The work comes from a team led by Don Cleveland and Julia Su Zhou Li, University of California San Diego’s Ludwig Cancer Research, La Jolla, CA. Over the years, it’s been established that EBV, a type of herpes virus, often is detected in certain cancers, particularly in people with a long-term latent infection. What interested the team is a viral protein, called EBNA1, which routinely turns up in those same EBV-related cancers.

The EBNA1 protein is especially interesting because it binds viral DNA in particular spots, which allows the virus to persist and make more copies of itself. This discovery raised the intriguing possibility that the protein may also bind similar sequences in human DNA. While it had been suggested previously that this interaction might play a role in EBV-associated cancers, the details had remained murky—until now.
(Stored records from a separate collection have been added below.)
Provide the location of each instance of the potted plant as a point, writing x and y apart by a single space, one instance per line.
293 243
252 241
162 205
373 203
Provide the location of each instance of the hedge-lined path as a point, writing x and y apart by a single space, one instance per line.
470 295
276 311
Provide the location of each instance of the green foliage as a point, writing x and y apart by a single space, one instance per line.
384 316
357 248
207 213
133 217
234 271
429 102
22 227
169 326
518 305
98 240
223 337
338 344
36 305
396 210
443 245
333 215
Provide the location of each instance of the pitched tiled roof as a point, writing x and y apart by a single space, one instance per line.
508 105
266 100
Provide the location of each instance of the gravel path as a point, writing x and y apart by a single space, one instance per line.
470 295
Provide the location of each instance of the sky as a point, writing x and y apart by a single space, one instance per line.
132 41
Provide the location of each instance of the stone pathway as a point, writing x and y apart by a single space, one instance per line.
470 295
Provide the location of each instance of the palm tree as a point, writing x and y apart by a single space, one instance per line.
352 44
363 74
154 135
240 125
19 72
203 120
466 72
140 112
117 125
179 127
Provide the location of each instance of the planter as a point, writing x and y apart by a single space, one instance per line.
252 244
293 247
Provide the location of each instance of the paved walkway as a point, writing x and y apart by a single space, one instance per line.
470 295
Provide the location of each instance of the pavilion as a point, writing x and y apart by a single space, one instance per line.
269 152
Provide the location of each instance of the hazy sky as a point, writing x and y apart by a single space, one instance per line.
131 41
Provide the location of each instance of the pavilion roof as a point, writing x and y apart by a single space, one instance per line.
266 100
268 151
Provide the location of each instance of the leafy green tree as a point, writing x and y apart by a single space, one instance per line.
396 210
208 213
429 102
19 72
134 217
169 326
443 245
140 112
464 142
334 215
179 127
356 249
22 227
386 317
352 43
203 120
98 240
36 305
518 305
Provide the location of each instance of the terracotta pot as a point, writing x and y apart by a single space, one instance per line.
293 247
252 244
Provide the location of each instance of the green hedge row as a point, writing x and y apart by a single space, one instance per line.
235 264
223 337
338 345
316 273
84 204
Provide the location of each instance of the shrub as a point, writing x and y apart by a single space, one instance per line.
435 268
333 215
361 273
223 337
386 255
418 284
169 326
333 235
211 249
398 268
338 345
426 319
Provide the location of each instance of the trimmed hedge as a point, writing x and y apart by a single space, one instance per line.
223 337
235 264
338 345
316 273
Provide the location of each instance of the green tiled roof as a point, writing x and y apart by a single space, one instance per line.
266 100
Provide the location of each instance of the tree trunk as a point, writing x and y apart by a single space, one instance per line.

In the new study, the researchers first made uninfected human cells produce the viral EBNA1 protein. They then peered inside them with a microscope to see where those proteins went. In both healthy and cancerous human cells, they watched as EBNA1 proteins built up at two distinct spots and confirmed that this accumulation was dependent on the protein’s ability to bind DNA.

Next, they mapped where exactly EBNA1 binds to human DNA. Interestingly, it was along a repetitive non-protein-coding stretch of DNA on human chromosome 11. This region includes more than 300 copies of an 18-letter sequence that looks quite similar to the EBNA1-binding sites in its own viral genome.

What’s more, the researchers noticed that the repetitive DNA there takes on a structure that’s known for being unstable. And these so-called fragile sites are inherently prone to breaking.

The team went on to uncover evidence that the buildup of EBNA1 at this already fragile site only makes matters worse. In EBV-infected cells, increasing the amount of EBNA1 protein led to more chromosome 11 breaks. Those breaks showed up within a single day in about 40 percent of cells.

For these cells, those breaks also may be a double whammy. That’s because the breaks are located next to neighboring genes with long recognized roles in regulating cell growth. When altered, these genes can contribute to turning a cell cancerous.

To further nail down the link to cancer, the researchers looked to whole-genome sequencing data for more than 2,400 cancers including 38 tumor types from the international Pan-Cancer Analysis of Whole Genomes consortium [2]. They found that tumors with detectable EBV also had an unusually high number of chromosome 11 abnormalities. In fact, that was true in every single case of head and neck cancer.

The findings suggest that people will vary in their susceptibility to EBNA1-induced DNA breaks along chromosome 11 based on the amount of EBNA1 protein in their latently infected cells. It also will depend on the number of EBV-like DNA repeats present in their DNA.

Given these new findings, it’s worth noting that the presence of EBV and the very same viral protein has been implicated also in the link between EBV and multiple sclerosis (MS) [3]. Together, these recent findings are a reminder of the value in pursuing an EBV vaccine that might thwart this infection and its associated conditions, including certain cancers and MS. And, we’re getting there. In fact, an early-stage clinical trial for an experimental EBV vaccine is now ongoing here at the NIH Clinical Center.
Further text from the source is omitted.